Mr. Trichet said he had “no indication that would change my trust” that the Federal Reserve, the U.S. Treasury and President Barack Obama “aren’t playing a tactic of a weak dollar,” Mr. Trichet said. “I have no reason to think that.”

While the United States argues that China in particular should allow its currency to appreciate more rapidly, China and other emerging markets are loath to do so. They argue that the additional round of quantitative easing by the Fed is hurting the value of the dollar artificially while prompting more cash to flow into emerging nations as investors seek the higher interest rates in such countries.

Although finance ministers who gathered at a preparatory meeting in South Korea last month pledged to refrain from weakening their currencies and to let the markets exert more influence in setting foreign exchange rates, a concrete agreement on current account limits, proposed by the U.S. Treasury secretary, Timothy F. Geithner, is likely to prove elusive.

Many emerging-market countries and Japan have been intervening in the foreign exchange markets in an effort to slow the rise in the values of their currencies, which they fear could harm export industries by making exported goods and services more expensive for overseas consumers.

Partially as a result of currency inflows, the yen is up 15 percent against the U.S. dollar this year.

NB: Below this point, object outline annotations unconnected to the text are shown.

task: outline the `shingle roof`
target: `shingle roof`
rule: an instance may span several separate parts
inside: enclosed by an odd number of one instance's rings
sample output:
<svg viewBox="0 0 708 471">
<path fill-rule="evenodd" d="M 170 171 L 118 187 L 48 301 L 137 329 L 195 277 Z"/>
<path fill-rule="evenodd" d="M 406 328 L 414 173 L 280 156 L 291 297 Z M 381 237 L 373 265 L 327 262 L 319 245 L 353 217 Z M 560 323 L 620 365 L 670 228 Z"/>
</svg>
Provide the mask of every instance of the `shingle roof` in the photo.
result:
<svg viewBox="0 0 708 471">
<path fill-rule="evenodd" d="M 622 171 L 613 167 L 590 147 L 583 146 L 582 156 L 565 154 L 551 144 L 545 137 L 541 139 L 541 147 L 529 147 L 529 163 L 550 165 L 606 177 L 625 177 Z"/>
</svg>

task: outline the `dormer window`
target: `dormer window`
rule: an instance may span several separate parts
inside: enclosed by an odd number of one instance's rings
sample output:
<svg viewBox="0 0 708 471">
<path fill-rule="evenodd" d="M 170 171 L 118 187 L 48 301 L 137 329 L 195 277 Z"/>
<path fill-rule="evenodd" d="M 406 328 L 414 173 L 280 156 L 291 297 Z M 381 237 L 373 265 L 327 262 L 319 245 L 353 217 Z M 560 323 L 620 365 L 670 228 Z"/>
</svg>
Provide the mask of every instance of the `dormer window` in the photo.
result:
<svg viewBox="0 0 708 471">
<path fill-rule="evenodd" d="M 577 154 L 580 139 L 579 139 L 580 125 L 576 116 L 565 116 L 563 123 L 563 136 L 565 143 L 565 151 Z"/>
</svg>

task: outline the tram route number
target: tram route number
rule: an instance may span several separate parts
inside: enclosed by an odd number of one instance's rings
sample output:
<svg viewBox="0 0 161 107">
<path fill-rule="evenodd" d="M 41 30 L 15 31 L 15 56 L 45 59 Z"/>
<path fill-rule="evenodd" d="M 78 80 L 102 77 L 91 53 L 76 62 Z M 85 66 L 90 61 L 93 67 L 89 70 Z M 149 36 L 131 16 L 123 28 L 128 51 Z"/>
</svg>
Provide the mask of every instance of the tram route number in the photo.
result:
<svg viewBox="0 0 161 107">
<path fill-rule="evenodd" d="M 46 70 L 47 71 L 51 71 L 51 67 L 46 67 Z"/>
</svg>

The Thai baht is up 11 percent, and the South Korean won has gained 5 percent.

Some countries have also already announced or signaled steps to discourage capital inflows. Brazil and Thailand, for example, raised taxes last month on foreign investment in government bonds, a step designed to deter excessive inflows.

Capital controls have so far not been “too Draconian,” said Yougesh Khatri, senior Southeast Asia economist at Nomura, in a conference call from Singapore on Thursday. But the risk is that such measures might escalate in the longer term, he added, while more foreign exchange intervention is likely.

The Hang Seng index in Hong Kong rose 1.6 percent Thursday, while the Nikkei 225 index in Japan played catch-up after a public holiday, gaining 2.2 percent.

The Kospi in South Korea edged up 0.3 percent, while the Straits Times index in Singapore was up 0.5 percent by late afternoon.